Фрагменты из отчёта воспитателей:

Зина

На просьбу не говорить с дочкой на своём языке огрызнулась

Убирать ванную отказалась

С дочкой говорит грубо

Ворует печенье

Работу всё ещё не нашла

18

Воздух наполняли благовония, на полу и подоконниках мерцали свечи.

– Намасте, – произнесла йогиня, сложив руки на уровне груди.

Анита сидела на пёстрых мягких подушках и благоговейно смотрела, как йогиня раскладывает перед собой карты Таро.

– Что же, давай посмотрим, – она нежно дотронулась до карт.

Пальцы йогини были унизаны кольцами с какими-то символами. Серебро колец блестело в мерцании свечей.

– У тебя вот что, – она взяла одну из карт. – Эта карта означает войну. В тебе слишком много мужской энергии. Ты продолжаешь дышать маткой?

Анита кивнула.

– Да, но я не думаю, что это как-то может повлиять, – Анита постаралась говорить самым своим женственным голосом. – Позавчера он запихнул ризотто сыну! – Она поёрзала на подушке взад-вперёд, изо всех сил пытаясь не нарушить гармонию этого наполненного светлой энергией места своими сомнениями.

Йогиня глубоко вдохнула и выдохнула, одарив Аниту умиротворённой улыбкой:

– Помни, дорогая, любой ситуации можно избежать, если не провоцировать. Огонь можно погасить задолго до того, как он возник. Я пропишу тебе одну сильную медитацию. Она будет наполнять тебя ещё большей женственностью и спокойствием. Ведь именно женщина ответственна за атмосферу в доме.

Йогиня уселась в позу лотоса.

– Омммммм, – произнесла она.

Анита попыталась наладить дыхание.

– Омммммм, – повторила она за ней.

Звук завибрировал внутри.

Анита дышала и представляла те образы, которые описывала йогиня.

Она пыталась следить за дыханием, но в голове прыгали мысли.

В ней правда слишком много мужской энергии, а у Бруно на работе проблемы. Поменялся начальник. Старый, тот, что взял Бруно ещё стажёром, ушёл на пенсию. Новый тип оказался совершенно больным на голову. Устраивает проверки каждую неделю, просит строчить бесконечные отчёты. Даже контроль входов и выходов наладил. Теперь, чтобы зайти и выйти, надо было пользоваться специальной карточкой. Бесконечным кофе-паузам пришёл конец. Бруно уже сделали два замечания, ещё одно – и его могут уволить. Остаться без работы, когда у тебя ипотека, кредит на машину и семья, категорически нельзя.
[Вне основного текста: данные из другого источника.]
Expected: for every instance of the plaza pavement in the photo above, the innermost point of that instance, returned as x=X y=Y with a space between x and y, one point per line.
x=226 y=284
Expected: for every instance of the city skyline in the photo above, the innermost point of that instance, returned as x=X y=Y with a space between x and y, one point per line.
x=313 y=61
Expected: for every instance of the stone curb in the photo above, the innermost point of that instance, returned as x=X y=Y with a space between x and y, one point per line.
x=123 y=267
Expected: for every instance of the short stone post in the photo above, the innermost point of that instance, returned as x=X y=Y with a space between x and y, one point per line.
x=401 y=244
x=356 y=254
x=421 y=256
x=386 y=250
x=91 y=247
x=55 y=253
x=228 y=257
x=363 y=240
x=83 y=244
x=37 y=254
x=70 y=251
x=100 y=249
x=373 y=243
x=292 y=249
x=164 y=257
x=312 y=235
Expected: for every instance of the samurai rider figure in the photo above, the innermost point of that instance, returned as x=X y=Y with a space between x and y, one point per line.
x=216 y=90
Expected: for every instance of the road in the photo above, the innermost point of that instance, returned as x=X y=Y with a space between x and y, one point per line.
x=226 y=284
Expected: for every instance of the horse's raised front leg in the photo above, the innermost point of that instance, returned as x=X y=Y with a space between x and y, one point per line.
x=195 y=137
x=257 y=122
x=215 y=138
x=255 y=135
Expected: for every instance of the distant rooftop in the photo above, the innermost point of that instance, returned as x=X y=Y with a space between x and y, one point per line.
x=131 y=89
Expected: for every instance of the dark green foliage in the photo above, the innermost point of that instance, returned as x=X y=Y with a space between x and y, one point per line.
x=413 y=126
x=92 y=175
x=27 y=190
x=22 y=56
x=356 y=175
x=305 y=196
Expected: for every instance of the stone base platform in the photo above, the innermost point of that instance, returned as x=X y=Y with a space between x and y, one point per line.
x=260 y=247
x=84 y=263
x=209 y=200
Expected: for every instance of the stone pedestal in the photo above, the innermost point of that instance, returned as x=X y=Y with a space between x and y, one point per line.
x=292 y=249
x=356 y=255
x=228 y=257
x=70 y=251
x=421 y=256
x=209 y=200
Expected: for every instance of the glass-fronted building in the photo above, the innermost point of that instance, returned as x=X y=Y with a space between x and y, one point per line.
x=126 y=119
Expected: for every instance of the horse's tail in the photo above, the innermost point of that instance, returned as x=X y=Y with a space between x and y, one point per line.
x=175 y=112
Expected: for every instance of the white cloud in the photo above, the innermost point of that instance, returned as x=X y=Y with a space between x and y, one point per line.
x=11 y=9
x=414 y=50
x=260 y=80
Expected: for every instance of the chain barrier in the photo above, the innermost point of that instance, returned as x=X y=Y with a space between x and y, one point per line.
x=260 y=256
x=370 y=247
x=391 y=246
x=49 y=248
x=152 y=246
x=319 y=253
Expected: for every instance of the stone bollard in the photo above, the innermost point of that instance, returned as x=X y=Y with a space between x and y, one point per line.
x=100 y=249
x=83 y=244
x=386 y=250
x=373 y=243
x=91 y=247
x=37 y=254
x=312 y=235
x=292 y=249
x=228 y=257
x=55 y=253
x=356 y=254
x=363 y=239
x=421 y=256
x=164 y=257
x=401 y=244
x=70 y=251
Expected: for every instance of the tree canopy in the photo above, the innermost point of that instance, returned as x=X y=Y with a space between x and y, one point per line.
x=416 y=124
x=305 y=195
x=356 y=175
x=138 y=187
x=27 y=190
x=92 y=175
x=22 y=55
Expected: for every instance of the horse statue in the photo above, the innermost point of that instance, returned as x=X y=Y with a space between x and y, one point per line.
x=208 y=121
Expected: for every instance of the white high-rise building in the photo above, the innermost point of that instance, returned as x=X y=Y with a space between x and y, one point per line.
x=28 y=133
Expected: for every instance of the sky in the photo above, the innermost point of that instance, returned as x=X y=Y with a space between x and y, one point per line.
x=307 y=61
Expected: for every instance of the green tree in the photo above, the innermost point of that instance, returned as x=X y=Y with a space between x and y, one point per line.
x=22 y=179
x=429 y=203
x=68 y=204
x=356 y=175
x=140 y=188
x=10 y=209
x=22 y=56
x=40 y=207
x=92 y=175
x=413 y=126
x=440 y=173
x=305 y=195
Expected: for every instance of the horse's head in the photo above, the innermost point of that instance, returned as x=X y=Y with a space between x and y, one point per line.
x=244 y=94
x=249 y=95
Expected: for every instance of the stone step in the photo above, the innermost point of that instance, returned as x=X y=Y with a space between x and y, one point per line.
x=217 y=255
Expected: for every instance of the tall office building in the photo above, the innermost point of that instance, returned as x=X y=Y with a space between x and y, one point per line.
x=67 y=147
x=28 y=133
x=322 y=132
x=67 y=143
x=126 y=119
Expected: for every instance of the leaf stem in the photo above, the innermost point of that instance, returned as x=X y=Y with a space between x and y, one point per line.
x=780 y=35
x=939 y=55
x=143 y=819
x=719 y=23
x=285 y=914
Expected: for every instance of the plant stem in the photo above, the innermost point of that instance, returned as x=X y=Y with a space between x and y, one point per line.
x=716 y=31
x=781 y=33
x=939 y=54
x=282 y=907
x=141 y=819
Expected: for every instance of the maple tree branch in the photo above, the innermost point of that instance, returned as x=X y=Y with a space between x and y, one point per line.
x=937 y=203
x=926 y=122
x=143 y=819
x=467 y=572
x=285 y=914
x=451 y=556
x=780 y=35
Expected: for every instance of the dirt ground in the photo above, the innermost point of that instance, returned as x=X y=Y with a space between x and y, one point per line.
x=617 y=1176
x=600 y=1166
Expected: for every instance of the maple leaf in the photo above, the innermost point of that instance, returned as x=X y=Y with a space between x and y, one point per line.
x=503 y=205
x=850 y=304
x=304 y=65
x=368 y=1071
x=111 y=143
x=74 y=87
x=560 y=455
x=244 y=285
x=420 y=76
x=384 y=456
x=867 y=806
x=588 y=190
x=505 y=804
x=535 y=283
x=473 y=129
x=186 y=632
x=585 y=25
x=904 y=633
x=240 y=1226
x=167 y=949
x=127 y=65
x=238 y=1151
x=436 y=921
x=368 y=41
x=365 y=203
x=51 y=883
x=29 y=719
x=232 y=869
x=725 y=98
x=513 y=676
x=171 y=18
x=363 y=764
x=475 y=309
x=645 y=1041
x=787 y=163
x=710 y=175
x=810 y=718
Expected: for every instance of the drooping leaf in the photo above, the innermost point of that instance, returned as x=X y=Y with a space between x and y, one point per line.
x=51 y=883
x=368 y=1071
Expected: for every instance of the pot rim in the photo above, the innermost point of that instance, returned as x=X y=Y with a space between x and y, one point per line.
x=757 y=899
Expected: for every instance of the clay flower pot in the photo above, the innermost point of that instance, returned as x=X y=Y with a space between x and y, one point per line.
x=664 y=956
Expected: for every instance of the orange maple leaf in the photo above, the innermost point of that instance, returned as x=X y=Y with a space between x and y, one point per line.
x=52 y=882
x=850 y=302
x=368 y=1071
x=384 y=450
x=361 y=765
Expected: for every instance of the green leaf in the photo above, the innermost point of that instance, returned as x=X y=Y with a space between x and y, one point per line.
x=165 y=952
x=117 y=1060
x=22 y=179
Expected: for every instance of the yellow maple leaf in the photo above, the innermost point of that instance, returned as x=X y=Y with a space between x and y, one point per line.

Возможно, она и правда его провоцирует. У него такой сложный период. Она постарается быть ещё мягче, чтобы её женская сила наполнила дом светлой энергией.

Они справятся.

Постепенно Аните удалось отмахнуться от бубнящего голоса и погрузиться в медитацию. И вот уже она поднималась над землёй и устремлялась в поток золотого сияния.

19

Галя отвела Беатриче в школу и отправилась в центр.

Первые месяцы жизни в Милане она не могла поверить, что вот так спокойно передвигается по городу.

Может выйти сама за продуктами.

Может сама отвести и забрать дочку из школы.

Может говорить с незнакомыми прежде людьми.

Галя привыкла, что без Адольфо шагу ступить не может. Он отвозил её в супермаркет, потому что Галя не умела водить, а пешком до магазинов в их деревне было не добраться. Она хотела научиться водить машину, но нужно было учить правила в местной школе вождения, конечно, по-итальянски. Галя на нём кое-как говорила, но не настолько, чтобы всё понимать в автошколе.

Адольфо ходил с Галей почти во все места, где надо было улаживать бытовые вопросы. Разве что к семейному доктору или педиатру Галя выбиралась сама, потому что оба находились в десяти минутах ходьбы.

«Он так о тебе заботится», – говорила ей мама.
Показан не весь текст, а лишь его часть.